Background information
- Birth name: Kim Jimin
- Born: June 15, 1996 (age 29)
- Origin: Gwangju, Gyeonggi, South Korea
- Genres: Indie rock
- Years active: 2017–present
- Labels: Poclanos;

= Meaningful Stone =

South Korean indie rock musician

Kim Jimin (born June 15, 1996), better known by her stage name Meaningful Stone, is a South Korean indie rock musician. She has released two studio albums: A Call from My Dream (꿈에서 걸려온 전화) (2020) and Angel Interview (천사 인터뷰) (2024).

== Career ==
Kim Jimin was born in 1996 in Gwangju, Gyeonggi. She was influenced by her father's music taste, and she first started music at 15 with the guitar he bought for her.

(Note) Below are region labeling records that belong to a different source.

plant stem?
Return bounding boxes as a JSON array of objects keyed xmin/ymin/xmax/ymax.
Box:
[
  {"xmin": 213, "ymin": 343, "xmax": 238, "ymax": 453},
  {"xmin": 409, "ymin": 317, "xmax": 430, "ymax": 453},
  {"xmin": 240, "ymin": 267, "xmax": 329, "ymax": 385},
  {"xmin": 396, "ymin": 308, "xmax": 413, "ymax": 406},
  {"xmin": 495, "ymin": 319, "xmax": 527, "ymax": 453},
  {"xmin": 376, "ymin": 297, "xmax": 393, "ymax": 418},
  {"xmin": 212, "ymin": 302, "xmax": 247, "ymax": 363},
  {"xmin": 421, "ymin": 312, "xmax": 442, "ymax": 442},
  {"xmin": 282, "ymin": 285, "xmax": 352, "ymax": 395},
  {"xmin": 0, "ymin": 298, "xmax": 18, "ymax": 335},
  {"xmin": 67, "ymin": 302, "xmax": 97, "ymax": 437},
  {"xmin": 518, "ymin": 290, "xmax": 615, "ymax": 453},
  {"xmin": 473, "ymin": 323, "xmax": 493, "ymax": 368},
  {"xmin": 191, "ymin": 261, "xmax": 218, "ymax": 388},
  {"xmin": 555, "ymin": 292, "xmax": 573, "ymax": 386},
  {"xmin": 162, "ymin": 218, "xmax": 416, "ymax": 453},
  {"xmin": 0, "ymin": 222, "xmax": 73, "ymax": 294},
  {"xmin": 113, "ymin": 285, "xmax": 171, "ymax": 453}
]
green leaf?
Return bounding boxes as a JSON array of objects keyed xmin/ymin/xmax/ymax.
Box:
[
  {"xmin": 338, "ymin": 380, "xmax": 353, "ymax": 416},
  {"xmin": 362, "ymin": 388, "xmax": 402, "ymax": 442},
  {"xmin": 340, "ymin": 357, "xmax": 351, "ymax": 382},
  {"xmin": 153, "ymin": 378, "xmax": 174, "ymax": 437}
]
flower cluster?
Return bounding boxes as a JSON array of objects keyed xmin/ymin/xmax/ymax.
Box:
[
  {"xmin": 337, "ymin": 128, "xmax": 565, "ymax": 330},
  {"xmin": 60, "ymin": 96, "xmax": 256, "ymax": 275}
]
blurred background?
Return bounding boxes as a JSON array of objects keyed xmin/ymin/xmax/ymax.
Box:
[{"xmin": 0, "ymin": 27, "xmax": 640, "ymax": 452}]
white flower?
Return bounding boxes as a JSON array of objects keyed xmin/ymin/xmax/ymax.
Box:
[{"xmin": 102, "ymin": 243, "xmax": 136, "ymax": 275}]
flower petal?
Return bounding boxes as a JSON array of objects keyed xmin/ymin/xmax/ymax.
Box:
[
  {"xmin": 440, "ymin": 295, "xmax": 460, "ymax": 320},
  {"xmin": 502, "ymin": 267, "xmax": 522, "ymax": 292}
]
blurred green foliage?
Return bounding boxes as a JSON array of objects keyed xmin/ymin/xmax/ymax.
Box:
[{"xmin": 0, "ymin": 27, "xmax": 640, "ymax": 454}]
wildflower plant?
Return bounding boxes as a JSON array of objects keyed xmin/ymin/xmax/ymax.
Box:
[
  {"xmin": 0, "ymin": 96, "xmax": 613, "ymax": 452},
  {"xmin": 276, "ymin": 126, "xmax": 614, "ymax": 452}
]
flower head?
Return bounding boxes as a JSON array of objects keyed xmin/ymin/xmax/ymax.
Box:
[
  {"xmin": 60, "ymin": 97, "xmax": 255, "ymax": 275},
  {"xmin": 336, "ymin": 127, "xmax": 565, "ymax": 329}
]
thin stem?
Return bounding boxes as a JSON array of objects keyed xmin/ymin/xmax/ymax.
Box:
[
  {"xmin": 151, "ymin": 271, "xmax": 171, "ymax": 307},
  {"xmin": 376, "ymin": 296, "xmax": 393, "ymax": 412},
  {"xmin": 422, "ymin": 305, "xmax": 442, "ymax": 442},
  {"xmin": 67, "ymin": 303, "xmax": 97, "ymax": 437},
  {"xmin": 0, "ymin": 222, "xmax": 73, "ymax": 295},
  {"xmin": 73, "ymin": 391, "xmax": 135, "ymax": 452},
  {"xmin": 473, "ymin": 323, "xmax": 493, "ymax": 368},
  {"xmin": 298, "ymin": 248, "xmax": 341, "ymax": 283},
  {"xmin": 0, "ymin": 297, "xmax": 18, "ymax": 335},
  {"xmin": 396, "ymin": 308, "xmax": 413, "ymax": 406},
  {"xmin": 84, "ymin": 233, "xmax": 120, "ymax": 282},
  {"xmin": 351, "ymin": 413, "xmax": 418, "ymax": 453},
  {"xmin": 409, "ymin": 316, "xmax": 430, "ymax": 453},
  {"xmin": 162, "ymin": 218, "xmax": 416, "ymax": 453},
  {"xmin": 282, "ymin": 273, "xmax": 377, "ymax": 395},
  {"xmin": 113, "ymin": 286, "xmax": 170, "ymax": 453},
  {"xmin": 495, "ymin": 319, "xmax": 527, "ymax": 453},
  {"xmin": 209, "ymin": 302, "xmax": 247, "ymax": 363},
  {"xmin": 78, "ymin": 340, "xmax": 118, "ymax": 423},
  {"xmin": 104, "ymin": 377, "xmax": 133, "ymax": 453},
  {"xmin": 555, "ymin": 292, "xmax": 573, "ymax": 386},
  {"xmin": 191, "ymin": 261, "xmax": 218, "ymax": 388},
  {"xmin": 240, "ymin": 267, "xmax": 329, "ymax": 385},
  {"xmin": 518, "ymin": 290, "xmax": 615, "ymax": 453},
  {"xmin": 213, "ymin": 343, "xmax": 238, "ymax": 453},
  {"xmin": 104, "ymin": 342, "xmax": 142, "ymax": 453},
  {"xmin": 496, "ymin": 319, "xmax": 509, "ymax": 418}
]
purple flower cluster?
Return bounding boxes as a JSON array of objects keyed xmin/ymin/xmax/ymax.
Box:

She moved to Seoul to attend university and majored in social science.

On July 21, 2017, Meaningful Stone released her first single, 꿈속의 카메라. She released several singles before releasing her debut studio album, and released her first studio album, A Call from My Dream (꿈에서 걸려온 전화) in 2020. She won the Rookie of the Year at the 2021 Korean Music Awards.

In 2021, she released EP Cobalt. She has performed at Korean rock festivals such as the Pentaport Rock Festival and the DMZ Peace Train Music Festival. In 2023, she released her new single, The Fifth Spring (다섯 번째 봄). She announced the release of her Sophomore album Angel Interview (천사 인터뷰) on November 28, 2024. She was nominated for Best Rock Album at the 2022 Korean Music Awards.

== Discography ==
=== Studio albums ===
- A Call from My Dream (꿈에서 걸려온 전화) (2020)
- Angel Interview (천사 인터뷰) (2024)

=== EPs ===
- Cobalt (2021)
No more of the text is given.